Jackie Kay talked about her research as writer in residence, and the areas which had particularly interested her. One of these was the life of the Brontë sisters’ father, Patrick Brontë . Patrick was Irish, but spent most of his adult life in England. He went to Cambridge, which was a massive achievement for the largely self-taught son of an agricultural labourer, who had been destined by his family to become a blacksmith. Jackie Kay wondered what type of man he had been, to come from such a background and be father to one of the most creative families in literature. He survived his wife and all six of his children.
Another of the Haworth characters that interested Jackie was Tabitha, the family’s maid. Jackie believes Tabitha was herself a
phenomenal story teller, and would regale the children with tales that were far beyond their years. She served with the family for 31 years, and was much loved.
One of the discoveries I most enjoyed finding out about was a poignant list of the household’s goods, which Jackie came across during her research. The household goods were put up for auction after Patrick Brontë died, and include such items as “Sundry Books 5 s/3p” ; “Warming Pan 5s / ” ; “Hair Trunk 12s/ “; and (somehow I found this the saddest): “2 silk umbrellas 10s / 6p”.
Finally, the writing exercise Jackie set us involved choosing one of the rooms in the Parsonage, plus an object we’d seen there, and maybe one of the members of the household. We also had to write down four words that summed up our main impressions of the morning. Then we had five minutes to write what we wanted. (I’m not really explaining this as well as Jackie Kay did, but I’m sure you get my drift!)
Anyway, I decided to put a scene together involving Patrick Brontë reading to the children when they were young. I’m also intrigued by Aunt Branwell, so she, too, appeared in my five minute writing. Aunt Branwell was Patrick’s sister-in-law, and moved from Plymouth to Haworth to look after the family when her sister died. According to Mrs Gaskell, Aunt Branwell ran the household with clockwork precision. I wonder what she made of the sisters and their frenzies of creativity, and of their brother Branwell, who became addicted to alcohol and opium.
In my short scene I made Aunt Branwell into a scary figure, who thinks reading is the height of laziness when there are domestic chores to be done. (I’m sure she wasn’t like this in real life, but it makes a good story!)

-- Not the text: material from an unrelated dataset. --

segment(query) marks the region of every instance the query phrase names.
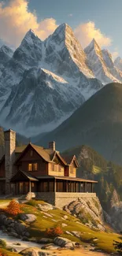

So here’s my short Haworth Parsonage scene:-
The girls were in the kitchen, hiding from their aunt. Their father’s bacon and eggs sizzled in a pan over the fire. When he added a fresh tomato, the fat spat and hissed.
‘What happened next, Pop?’ Anne asked.
Their father turned the pages of an imaginary book. ‘…And then the bear grabbed the little girl by her long, long hair, swung her over his shoulder, and carried her off to the woods,’ he roared.
The girls cowered, giggling and terrified, in the corner. A step was heard on the staircase.
‘Sssh.’ Their father slammed shut the imaginary book.
Maybe not my finest work, but I tried to give the impression of a family who grew up loving stories :)
It was a while since I’d been to the Brontë Parsonage, and I thoroughly enjoyed looking round again and seeing the household through Jackie Kay’s eyes. It was a fun morning.
And now a hard question. Which of the Brontë’s novels is your favourite? Or maybe you don’t enjoy them at all! Either way, I’d love to hear from you. And if you’ve ever visited the Parsonage in Haworth, I’d love to hear your impressions.
Hope you’ve enjoyed my small peek into the sisters’ life and household!